Beppe Navello : La ville n’a aucun projet et la région a annoncé la suppression de sa subvention pour l’année 2017. Il ne reste donc que la subvention du ministère. C’est trop peu pour faire un festival. La ville m’a proposé de fusionner Teatro Astra avec un autre théâtre qui fait un travail complètement différent. Même le Ministère de la culture a reconnu que cette fusion ne fait pas sens. Face à un tel manque de cohérence, j’ai décidé, plutôt sur un coup de tête, de ne pas demander le renouvellement de mon mandat qui arrive à son terme le 30 septembre 2017. Dix ans de direction sont peut-être assez. Je ne conserve que mon siège dans le conseil d’administration de la fondation que j’occupe en tant que membre de l’association. J’espère que mon successeur pourra poursuivre les activités dans le sens engagé qui a porté Teatro Astra à deux mille abonnés et 45.000 places vendues pour la saison. Pour les demeures royales, la tendance va vers des activités incluant des propositions ludiques et des spectacles très commerciaux.

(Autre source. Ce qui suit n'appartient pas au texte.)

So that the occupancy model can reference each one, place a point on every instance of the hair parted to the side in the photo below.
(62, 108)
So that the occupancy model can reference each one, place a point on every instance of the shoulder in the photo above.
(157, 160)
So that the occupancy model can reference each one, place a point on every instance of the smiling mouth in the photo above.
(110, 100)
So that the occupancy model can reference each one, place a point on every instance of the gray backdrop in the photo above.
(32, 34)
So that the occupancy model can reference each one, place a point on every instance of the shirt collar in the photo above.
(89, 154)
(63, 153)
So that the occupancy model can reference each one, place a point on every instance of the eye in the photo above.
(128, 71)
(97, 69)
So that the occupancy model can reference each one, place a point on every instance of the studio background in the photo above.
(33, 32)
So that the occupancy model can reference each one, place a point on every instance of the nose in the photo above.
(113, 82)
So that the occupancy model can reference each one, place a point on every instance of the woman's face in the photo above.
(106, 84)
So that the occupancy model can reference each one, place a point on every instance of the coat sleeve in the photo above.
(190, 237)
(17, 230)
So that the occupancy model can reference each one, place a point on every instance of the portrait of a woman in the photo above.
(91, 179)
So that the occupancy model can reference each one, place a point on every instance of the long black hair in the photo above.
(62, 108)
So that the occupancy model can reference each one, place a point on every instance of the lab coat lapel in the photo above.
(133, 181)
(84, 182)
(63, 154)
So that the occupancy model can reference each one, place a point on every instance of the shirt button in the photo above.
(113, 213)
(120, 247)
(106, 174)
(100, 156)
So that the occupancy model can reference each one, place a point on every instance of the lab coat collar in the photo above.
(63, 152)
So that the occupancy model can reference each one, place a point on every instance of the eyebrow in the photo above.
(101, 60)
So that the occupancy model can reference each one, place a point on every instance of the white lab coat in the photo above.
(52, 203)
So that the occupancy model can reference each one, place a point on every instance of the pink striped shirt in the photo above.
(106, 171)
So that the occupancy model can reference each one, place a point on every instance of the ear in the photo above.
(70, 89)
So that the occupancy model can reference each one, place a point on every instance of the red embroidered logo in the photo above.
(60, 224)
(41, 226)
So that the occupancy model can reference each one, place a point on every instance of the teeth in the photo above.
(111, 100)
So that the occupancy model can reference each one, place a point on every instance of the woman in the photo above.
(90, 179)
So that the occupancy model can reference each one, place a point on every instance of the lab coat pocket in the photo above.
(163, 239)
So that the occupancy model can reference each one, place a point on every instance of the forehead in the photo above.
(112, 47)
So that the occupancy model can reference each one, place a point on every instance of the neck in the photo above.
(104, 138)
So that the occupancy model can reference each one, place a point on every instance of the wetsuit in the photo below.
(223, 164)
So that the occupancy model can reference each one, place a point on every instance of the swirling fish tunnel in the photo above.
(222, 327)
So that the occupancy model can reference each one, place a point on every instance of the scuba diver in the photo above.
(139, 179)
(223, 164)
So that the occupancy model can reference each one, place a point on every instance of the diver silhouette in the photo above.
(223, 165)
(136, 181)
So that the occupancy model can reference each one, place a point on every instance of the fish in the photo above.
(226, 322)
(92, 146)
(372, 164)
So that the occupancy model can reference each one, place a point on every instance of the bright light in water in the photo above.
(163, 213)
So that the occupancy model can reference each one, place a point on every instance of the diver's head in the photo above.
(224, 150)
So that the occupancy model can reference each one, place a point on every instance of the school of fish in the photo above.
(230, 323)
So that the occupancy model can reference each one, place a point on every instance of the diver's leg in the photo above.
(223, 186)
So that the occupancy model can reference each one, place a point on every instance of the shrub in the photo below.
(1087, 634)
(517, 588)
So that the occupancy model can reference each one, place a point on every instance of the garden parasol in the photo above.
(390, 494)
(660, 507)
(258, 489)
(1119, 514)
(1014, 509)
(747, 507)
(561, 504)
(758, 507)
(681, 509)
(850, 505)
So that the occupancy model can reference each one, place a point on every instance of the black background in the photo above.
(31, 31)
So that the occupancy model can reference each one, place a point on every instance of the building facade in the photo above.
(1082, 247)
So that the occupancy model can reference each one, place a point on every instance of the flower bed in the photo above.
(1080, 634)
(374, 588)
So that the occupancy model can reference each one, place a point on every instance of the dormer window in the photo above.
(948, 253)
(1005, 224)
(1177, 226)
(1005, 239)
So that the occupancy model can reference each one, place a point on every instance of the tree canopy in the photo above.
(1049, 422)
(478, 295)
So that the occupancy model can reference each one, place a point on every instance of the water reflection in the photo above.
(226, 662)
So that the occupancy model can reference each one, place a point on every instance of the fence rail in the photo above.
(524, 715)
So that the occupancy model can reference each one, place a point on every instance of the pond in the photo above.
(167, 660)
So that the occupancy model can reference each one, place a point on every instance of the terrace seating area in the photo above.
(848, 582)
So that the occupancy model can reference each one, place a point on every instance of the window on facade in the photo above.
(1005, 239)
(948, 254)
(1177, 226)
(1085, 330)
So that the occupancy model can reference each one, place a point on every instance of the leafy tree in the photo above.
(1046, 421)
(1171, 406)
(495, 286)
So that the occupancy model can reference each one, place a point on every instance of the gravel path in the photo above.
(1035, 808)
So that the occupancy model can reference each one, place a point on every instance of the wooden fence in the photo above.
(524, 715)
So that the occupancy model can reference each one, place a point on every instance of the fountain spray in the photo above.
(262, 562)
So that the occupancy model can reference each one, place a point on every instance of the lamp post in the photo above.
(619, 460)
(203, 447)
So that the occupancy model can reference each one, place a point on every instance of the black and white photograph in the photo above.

Photos de "Fiers à Cheval" par la compagnie Les Quidams, Turin, de Thomas Hahn

DCH : L’édition 2017 a accueilli en juillet la Promenade au château de Jérôme Thomas, le hip hop inventif et revendicatif de D-Construction par la compagnie Tryptik, FierS à Cheval, l’hommage à l’école viennoise dans une chorégraphie pour chevaux gonflables par la Compagnie des Quidams, le solo circassien et forestier Hêtre par la compagnie Libertivore ainsi que Mu, cette énorme fresque aérienne de Transe Express, poids lourd des arts de la rue français. Et vous présentez encore trois spectacles français en octobre. Cette suprématie des compagnies hexagonales est-elle le reflet de moyens d’exploration réduits pour raisons budgétaires?

B.P. : Non, c’était un choix volontaire de faire une édition franco-italienne, puisque 2017 marque le 10e anniversaire de Teatro a Corte qui avait commencé par l’inauguration de la Venaria Reale après quinze ans de travaux de restauration. Et puis, c’est entre la France et l’Italie que cette aventure avait  commencé. En même temps il est vrai que nous avons subi une forte réduction budgétaire.

DCH : Quelles sont vos perspectives personnelles, suite à votre démission? Vous êtes vous-même dramaturge et metteur en scène. Allez-vous reprendre votre casquette d’artiste?

B.P. : J’aurai effectivement plus de possibilités en ce sens. Le règlement des institutions italiennes stipule que le directeur d’un théâtre ne peut y présenter qu’une seule mise en scène par an et ne peut créer de spectacles de théâtre ailleurs, sauf une mise en scène d’opéra. D’autre part, des changements sont en cours dans le paysage théâtral italien. Peut-être que cela favorisera qu’on fasse appel à moi. L’avenir nous le dira... En tout cas, la saison 2017/18 de Teatro Astra est encore de ma conception, ainsi que les volets d’octobre et décembre de Teatro a Corte.